Quel bilan pour Margot Wallström, la Commissaire européenne chargée de la stratégie de communication ?

Alors que le Conseil européen – qui réunit les chefs d’Etats et de gouvernements des Vingt-Sept – des 18 et 19 juin à Bruxelles, pose notamment à l’ordre du jour la nomination du prochain président de la Commission européenne et du collège des Commissaires, la question du bilan de la Commissaire européenne chargée de la stratégie de communication se pose…

Commissaire chargée de l’environnement au sein de la Commission Prodi (1999 – 2004), Margot Wallström, ancienne ministre sociale-démocrate suédoise est nommée à un poste inédit de vice-présidente de la Commission européenne chargée des relations institutionnelles et de la stratégie de communication en août 2004.

La stratégie de communication de la Commission européenne avec Margot Wallström : placer les citoyens au cœur des politiques européennes

1ère étape : organiser une large consultation démocratique des citoyens sur l’avenir de l’Union européenne afin :

  • d’encourager les citoyens à débattre de l’Union et des politiques européennes ;
  • d’inciter les décideurs à écouter ce que les citoyens avaient à dire.

2005 – Plan D comme Démocratie, Dialogue et Débat

2ème étape : proposer une approche plus démocratique de la communication entre l’UE et ses citoyens prévoyant le passage :

  • d’une communication à sens unique vers un dialogue renforcé ;
  • d’une communication axée sur les institutions vers une communication axée sur les citoyens ;
  • d’une conception venant de Bruxelles vers une démarche plus décentralisée.

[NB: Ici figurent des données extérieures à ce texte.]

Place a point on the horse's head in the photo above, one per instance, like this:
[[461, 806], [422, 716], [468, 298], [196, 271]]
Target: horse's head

2006 – Livre blanc sur une politique de communication européenne

3ème étape : proposer des mesures concrètes pour mieux communiquer avec le public cible :

  • coopération avec les gouvernements des États membres en matière de communication, par le biais de partenariats : d’ici fin 2009, 19 États membres devraient avoir conclu un partenariat de ce type avec la Commission ;
  • déclaration politique de la Commission, du Conseil et du Parlement pour améliorer leurs efforts communs de communication sur une série de thèmes prioritaires : les élections européennes en juin, la commémoration du 20e anniversaire de la chute du mur de Berlin et le changement climatique avec la conférence de Copenhague en décembre marqueront ainsi la communication européenne de l’année 2009.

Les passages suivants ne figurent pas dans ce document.